Рисунки, сделанные красками (писаницы), и гравировки сейчас найдены в более, чем 40 пунктах Гунибского, Гумбетовского, Лакского, Кулинского, Дахадаевского и других районов Дагестана (Котович В.М., 1960, с. 92–95; 1971а, с. 97–98; 1974, с. 29 и след.; Исаков М.И., 1966, с. 24, 61, 64; Табл. 17, 18; Исрапилов М.И., 1991). Среди гравировок и писаниц могут быть выделены стилистически близкие рисунки, характеризующиеся линейно-контурной манерой изображения (табл. 105, 1–3).
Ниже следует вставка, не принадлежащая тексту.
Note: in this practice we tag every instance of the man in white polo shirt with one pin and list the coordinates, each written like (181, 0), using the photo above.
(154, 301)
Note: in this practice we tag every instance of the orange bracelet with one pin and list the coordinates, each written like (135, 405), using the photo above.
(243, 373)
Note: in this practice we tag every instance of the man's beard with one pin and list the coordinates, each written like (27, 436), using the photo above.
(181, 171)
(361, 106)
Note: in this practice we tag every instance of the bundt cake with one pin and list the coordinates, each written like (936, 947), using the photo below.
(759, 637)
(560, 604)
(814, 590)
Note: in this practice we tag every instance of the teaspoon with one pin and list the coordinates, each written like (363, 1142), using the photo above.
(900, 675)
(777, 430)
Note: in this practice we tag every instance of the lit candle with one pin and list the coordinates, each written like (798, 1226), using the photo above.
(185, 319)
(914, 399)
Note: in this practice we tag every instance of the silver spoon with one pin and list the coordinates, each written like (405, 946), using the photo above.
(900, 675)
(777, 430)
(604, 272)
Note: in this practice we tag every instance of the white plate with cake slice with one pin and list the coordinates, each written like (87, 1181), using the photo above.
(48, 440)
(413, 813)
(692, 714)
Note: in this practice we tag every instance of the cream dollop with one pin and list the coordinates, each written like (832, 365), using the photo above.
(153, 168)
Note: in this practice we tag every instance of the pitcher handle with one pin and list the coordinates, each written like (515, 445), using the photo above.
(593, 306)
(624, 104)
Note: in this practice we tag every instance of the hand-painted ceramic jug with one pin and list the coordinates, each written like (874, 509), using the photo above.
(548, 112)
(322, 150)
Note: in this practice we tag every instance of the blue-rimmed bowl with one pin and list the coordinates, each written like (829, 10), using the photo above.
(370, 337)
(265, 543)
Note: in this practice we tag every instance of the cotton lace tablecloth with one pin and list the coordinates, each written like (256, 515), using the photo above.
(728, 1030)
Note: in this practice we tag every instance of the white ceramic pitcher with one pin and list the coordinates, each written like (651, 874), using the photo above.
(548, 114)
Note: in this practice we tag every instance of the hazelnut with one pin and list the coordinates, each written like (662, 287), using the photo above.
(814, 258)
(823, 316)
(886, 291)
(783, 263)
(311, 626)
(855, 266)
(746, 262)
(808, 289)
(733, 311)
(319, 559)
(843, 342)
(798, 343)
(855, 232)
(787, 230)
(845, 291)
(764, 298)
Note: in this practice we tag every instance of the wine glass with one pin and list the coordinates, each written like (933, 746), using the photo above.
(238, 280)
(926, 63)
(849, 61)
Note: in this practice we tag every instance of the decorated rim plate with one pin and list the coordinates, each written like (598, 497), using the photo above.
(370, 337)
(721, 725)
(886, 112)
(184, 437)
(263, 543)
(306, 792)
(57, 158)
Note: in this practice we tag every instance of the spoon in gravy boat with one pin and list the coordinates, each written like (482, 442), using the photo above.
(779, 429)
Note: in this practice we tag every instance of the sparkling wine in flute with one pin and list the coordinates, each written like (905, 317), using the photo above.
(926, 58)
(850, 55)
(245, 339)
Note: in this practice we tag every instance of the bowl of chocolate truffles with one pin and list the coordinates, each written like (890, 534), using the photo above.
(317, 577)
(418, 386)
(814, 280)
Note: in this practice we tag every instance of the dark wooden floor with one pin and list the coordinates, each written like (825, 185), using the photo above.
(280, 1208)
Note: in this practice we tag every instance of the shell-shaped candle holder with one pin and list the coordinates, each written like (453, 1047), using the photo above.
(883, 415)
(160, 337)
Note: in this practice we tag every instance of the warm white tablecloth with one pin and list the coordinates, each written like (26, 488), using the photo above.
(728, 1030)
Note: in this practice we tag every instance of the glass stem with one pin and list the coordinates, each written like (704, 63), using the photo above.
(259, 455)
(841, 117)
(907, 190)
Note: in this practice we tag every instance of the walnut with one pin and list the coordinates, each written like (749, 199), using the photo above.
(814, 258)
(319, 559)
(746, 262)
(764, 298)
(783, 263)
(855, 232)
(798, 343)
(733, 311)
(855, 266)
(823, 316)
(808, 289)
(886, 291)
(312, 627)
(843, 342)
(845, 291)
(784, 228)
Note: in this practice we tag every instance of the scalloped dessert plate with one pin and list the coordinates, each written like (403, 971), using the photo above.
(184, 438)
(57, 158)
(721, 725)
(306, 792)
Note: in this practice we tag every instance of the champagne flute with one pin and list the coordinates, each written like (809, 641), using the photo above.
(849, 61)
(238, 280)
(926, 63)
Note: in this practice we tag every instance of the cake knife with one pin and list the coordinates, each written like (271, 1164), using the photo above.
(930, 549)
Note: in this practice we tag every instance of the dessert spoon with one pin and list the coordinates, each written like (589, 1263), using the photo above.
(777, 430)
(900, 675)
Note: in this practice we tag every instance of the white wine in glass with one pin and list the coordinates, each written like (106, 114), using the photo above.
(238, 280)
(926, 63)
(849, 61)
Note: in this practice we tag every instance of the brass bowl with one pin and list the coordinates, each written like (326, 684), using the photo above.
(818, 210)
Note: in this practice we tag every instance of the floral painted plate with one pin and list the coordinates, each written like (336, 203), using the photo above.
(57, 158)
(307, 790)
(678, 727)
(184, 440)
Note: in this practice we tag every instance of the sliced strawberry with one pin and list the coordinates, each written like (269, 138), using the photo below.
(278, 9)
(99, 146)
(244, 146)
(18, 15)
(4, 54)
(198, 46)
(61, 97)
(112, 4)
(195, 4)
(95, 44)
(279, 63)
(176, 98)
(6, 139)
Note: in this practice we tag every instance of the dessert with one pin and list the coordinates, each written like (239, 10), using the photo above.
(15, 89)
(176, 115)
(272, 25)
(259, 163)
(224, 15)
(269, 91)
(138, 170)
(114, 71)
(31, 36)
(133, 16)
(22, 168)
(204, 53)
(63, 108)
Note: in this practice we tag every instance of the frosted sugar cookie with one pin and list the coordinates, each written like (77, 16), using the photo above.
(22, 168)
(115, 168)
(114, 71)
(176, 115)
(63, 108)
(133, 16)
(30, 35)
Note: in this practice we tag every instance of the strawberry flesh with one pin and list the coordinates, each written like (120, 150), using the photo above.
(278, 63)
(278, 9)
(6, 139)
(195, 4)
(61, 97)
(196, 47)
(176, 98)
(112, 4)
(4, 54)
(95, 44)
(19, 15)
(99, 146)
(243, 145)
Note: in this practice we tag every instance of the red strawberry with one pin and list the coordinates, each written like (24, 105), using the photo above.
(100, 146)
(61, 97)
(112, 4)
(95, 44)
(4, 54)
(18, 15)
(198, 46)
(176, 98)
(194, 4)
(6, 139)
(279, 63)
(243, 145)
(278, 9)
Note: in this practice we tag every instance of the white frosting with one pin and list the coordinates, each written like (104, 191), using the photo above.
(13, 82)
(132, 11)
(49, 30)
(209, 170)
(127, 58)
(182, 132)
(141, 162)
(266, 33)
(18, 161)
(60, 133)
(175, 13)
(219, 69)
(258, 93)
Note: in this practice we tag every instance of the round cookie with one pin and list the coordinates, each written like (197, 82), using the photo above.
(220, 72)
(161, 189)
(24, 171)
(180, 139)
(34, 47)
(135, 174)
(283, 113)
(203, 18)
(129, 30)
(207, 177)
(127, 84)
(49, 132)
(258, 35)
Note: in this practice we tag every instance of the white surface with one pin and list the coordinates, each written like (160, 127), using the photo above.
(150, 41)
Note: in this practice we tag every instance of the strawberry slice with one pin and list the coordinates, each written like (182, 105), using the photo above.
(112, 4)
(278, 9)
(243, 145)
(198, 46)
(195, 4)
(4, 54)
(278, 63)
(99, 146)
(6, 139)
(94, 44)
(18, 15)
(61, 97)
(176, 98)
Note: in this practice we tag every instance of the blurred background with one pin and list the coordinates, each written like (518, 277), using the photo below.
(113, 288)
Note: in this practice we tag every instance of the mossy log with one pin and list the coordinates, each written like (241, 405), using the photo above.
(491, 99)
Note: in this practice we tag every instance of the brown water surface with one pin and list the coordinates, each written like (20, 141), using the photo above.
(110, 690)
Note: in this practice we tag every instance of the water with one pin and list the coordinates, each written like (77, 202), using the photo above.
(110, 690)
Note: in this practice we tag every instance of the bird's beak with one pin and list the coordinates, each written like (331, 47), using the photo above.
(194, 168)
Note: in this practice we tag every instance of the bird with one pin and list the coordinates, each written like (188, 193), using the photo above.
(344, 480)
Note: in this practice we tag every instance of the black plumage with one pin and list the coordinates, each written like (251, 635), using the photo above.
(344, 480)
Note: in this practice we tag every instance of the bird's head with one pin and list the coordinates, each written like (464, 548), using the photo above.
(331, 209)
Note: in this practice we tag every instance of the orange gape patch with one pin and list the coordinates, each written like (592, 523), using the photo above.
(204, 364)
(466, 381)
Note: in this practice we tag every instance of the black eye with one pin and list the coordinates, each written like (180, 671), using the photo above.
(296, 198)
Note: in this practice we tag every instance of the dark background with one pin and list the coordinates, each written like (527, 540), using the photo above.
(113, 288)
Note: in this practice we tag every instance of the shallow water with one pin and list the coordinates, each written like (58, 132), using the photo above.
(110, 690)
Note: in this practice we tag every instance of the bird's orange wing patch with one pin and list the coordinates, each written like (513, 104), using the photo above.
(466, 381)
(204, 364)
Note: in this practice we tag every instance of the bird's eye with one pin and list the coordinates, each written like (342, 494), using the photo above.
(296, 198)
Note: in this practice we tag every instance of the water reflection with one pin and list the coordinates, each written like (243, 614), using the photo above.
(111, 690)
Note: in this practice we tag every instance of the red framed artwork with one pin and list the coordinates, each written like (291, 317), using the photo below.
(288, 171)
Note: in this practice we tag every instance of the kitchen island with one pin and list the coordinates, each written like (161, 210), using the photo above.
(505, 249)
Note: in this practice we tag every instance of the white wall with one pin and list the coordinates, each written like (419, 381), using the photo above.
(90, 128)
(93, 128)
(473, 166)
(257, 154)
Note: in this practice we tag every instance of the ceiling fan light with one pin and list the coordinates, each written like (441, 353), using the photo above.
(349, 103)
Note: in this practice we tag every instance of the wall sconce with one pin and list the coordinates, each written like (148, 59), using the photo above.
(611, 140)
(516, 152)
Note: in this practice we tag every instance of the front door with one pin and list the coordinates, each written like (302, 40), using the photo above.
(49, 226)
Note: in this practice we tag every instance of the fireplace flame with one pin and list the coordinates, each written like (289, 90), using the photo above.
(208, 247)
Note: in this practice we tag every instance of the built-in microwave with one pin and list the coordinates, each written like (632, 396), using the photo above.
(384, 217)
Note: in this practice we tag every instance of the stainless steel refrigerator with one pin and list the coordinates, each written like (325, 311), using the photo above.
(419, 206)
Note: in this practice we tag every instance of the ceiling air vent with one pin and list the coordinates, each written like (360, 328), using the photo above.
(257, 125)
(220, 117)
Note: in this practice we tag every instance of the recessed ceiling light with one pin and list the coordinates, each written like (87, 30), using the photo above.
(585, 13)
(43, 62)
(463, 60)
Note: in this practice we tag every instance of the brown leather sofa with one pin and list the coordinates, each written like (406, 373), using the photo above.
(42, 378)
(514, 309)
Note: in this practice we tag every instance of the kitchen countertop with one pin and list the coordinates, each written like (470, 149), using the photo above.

При всей своей схематичности они живо передают характер животных, позы всадников и пр. (Марковин В.И., 1954, с. 326, 327, рис. 2, 3; 1958, с. 148, 151, рис. 1, 5; Исаков М.И., 1961, с. 253, 254; История Дагестана, 1967, т. 1, с. 80; Кильчевская Э.В., 1968, с. 31, 32; Котович В.М., 1971б, с. 129, 130; 1974, с. 39–41, рис. 17, 18).

Можно думать, что все эти изображения, включая солярные сюжеты и отдельные знаки плодородия, наносились на скалы с целью магически способствовать успеху в реальной охоте, увеличению поголовья домашних и диких животных, с надеждой на помощь великого светила — солнца в земледелии и во всех житейских делах (Котович В.М., 1974, с. 41–45; 1980, с. 28–36; 1984, с. 11–20; 1986, с. 6–18; Марковин В.И., 1974, с. 55, 56; 1990, с. 85–89). Датировка упоминаемых наскальных рисунков эпохой бронзы аргументируется как сопоставлением их с древней вазовой живописью, так и отдельными находками того времени, сделанными возле них (Марковин В.И., 1954, с. 328, рис. 4а; 1958, с. 155, 158; 1990, с. 85–88; Häusler А., 1963, s. 897; Котович В.М., 1974, с. 39, 40).

Рассматривая отмеченные наскальные гравюры и живопись, следует отметить в них ритмичность, умение подчеркнуть наиболее характерное в экстерьере тех или иных животных и то чувство меры, которое придает древним изображениям исключительную художественность и законченность истинных произведений искусства (Марковин В.И., 1974, с. 55).

Декор керамической посуды с его скупой орнаментикой в виде отдельных налепов и прочерченного узора также в определенной степени указывает на его символико-магическое значение. Таковы выпуклые бычьи и бараньи рога (букрании), конусовидные налепы — соски и груди, с несомненностью связанные с надеждой на плодородие и изобилие. В этом отношении особенно интересны уже упоминавшиеся глиняные рельефы, найденные в Верхнегунибском поселении (табл. 88, 1, 2). На них, по мнению В.М. Котович, изображена пашня, по которой идет парная запряжка быков, осеняемая лучами солнца (концентрические окружности или спирали). Эта сцена, по ее мнению, свидетельствует о наличии в Дагестане эпохи бронзы аграрного культа (Котович В.М., 1965, с. 165, 166).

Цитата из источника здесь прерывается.